The boss is urging me to dive into experiments that the referees “are definitely going to want”. But I am not so sure: my track record of predicting the whims of referees is abysmal. Although I’ve only dealt with eleven papers as a first author, I handled hundreds as an editor and it never ceases to amaze me what the peer review process asks for – or fails to, in many cases. I’m more inclined to do a few experiments that I’d planned to do anyway, whose outcome could bolster my case should the need arise. Even if unasked for, good data can often be proffered to the editorial shrine in a sort of bartering process – “We didn’t do that extra rescue experiment, but check out these sexy Q-PCRs!” And if all else fails, I’d rather withdraw the paper and submit it somewhere else than commit to half a year or more of referee placation.
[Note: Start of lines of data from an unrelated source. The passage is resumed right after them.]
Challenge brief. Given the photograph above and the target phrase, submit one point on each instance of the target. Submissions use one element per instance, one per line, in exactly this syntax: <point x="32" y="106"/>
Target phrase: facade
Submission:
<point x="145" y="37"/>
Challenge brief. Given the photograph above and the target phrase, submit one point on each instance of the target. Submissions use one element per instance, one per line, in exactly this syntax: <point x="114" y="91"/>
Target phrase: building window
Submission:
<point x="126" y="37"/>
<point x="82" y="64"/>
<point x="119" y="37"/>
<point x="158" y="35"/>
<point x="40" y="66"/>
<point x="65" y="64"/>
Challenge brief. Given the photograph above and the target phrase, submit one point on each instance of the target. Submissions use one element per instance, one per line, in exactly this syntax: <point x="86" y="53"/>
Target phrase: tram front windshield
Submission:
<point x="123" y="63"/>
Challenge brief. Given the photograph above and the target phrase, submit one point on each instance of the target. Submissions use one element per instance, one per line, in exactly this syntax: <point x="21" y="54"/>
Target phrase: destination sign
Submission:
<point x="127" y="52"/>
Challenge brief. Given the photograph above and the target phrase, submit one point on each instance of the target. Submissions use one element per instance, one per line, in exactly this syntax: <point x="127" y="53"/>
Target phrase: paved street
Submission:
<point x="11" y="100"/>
Ordinarily I’d be fully committed to the glorious battle, but I no longer have the luxury of time: if my paper is not in press in time for autumn fellowship deadlines, my entire career plan could be scuppered.
There are more important reasons why I’m resisting rushing down suggested experimental paths – why I’m taking the time to weigh up options and make the right decision. One of the ideas is only tangentially related to the paper and would involve a complex and expensive fishing-exercise technique. Although it sounds easy on paper, my experience with complex and expensive techniques tells me that nothing is as easy as it sounds; even when you outsource the main activities, you can still face weeks if not months of pilot experiments to get the conditions right, and when your list of hundreds of hits comes back with nothing but a probability score to tell you what’s important, you’ll likely might need yet more time to verify the trend, let alone make sense of it in a biological context.
But the truth is that I have only nine months remaining. Not only do I need to save time to do the experiments that the referees will actually ask, but I also have to come up with a research plan for the future, write grants to fund it and, ideally, generate some preliminary data to make these plans look feasible. Seen in this light, nine months is nothing. It might be different if the complex and expensive technique were in the area that I’d like to focus on in future. But it isn’t: it’s analyzing a cellular process in which I have little interest, and it’s not going to play a role in my future proposal, at least as far as I can see right now. My preference is to spend my time pursuing angles that are transferable to the next step, either topically or with regard to the techniques employed.
There is something even more fundamental here. In the past four years I have been trying to scrabble back to the apex of my career, to the time when I ran a group and presided over an independently conceived set of projects. Since returning to the lab, it’s almost as if I have relived my entire scientific training period in compressed fast-motion, from fumbling student to tentative new post-doc to confident senior post-doc, poised on the edge of regaining my lost independence for the first time since 2001. Now more than even, it’s time for me to chart my own path through the uncertain waves and – very soon now – cut myself adrift.